Caffeine, nicotine, and sugar all increase heart rate. Smoking chronically elevates resting rate even between cigarettes. Stress, anxiety, and depression raise it as well, as do common illnesses like a cold or the flu. On the medication side, stimulants and certain antidepressants can push the rate up, while blood pressure medications like beta blockers and calcium channel blockers deliberately slow it down. Even body position matters: standing for a long time raises your rate compared to sitting or lying down.

Temperature, dehydration, and sleep quality also contribute. If your resting heart rate seems unusually high or low on a particular morning, it’s worth considering what else was going on before drawing conclusions.

How to Measure It Accurately

The best time to check is after you’ve been sitting quietly for several minutes, ideally in the morning before getting out of bed. Harvard Health recommends avoiding measurement within one to two hours of exercise or a stressful event, and waiting at least an hour after consuming caffeine.

To take a manual reading, press your index and middle fingers lightly on the inside of your opposite wrist, just below the base of your thumb. You can also press gently on the side of your neck, just below the jawbone. Count the beats for 15 seconds and multiply by four.

Smartwatches and fitness trackers use optical sensors that shine light through the skin to detect blood flow. At rest, most perform reasonably well. A study in cardiac patients found that wrist-worn devices from Apple, Fitbit, and TomTom all achieved agreement scores above 0.80 with a medical-grade ECG during resting measurements. The Polar chest strap was the most accurate consumer device, scoring 0.99. During exercise, accuracy dropped for all wrist-worn monitors, sometimes deviating by 20 to 30 beats per minute from the true reading. For tracking your resting heart rate trend over time, a wearable is a reasonable tool.

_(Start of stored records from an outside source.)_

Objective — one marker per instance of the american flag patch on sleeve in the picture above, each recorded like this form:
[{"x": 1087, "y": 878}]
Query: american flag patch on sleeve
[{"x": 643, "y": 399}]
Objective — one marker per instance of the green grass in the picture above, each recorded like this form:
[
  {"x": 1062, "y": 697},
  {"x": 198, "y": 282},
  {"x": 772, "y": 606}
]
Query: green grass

For a precise single reading, a manual check or chest strap is more reliable.

When a High or Low Rate Matters

A resting heart rate consistently above 100 bpm in adults is classified as tachycardia. This isn’t always dangerous on its own, but when sustained, it can strain the heart and increase the risk of blood clots, heart failure, stroke, and in certain types of rapid heart rhythms, sudden cardiac death. Common causes range from anxiety and dehydration to thyroid problems and heart rhythm disorders.

A resting rate below 60 bpm is called bradycardia, though some clinicians have argued the threshold should be closer to 50, since many healthy adults naturally sit in the 50s. If you’re physically active and feel fine, a rate in the low 50s or even 40s is typically a sign of cardiovascular efficiency rather than a problem. But if a low rate comes with dizziness, fatigue, fainting, or shortness of breath, it can mean the heart isn’t pumping enough blood to meet the body’s needs.

The most useful thing you can do with your resting heart rate is track it over time. A gradual decrease as you get fitter is a positive sign. A sudden or sustained increase, especially without an obvious explanation like illness or stress, is worth paying attention to. Changes of 10 or more beats per minute from your personal baseline, in either direction, are more meaningful than where you fall within the 60-to-100 range on any single day.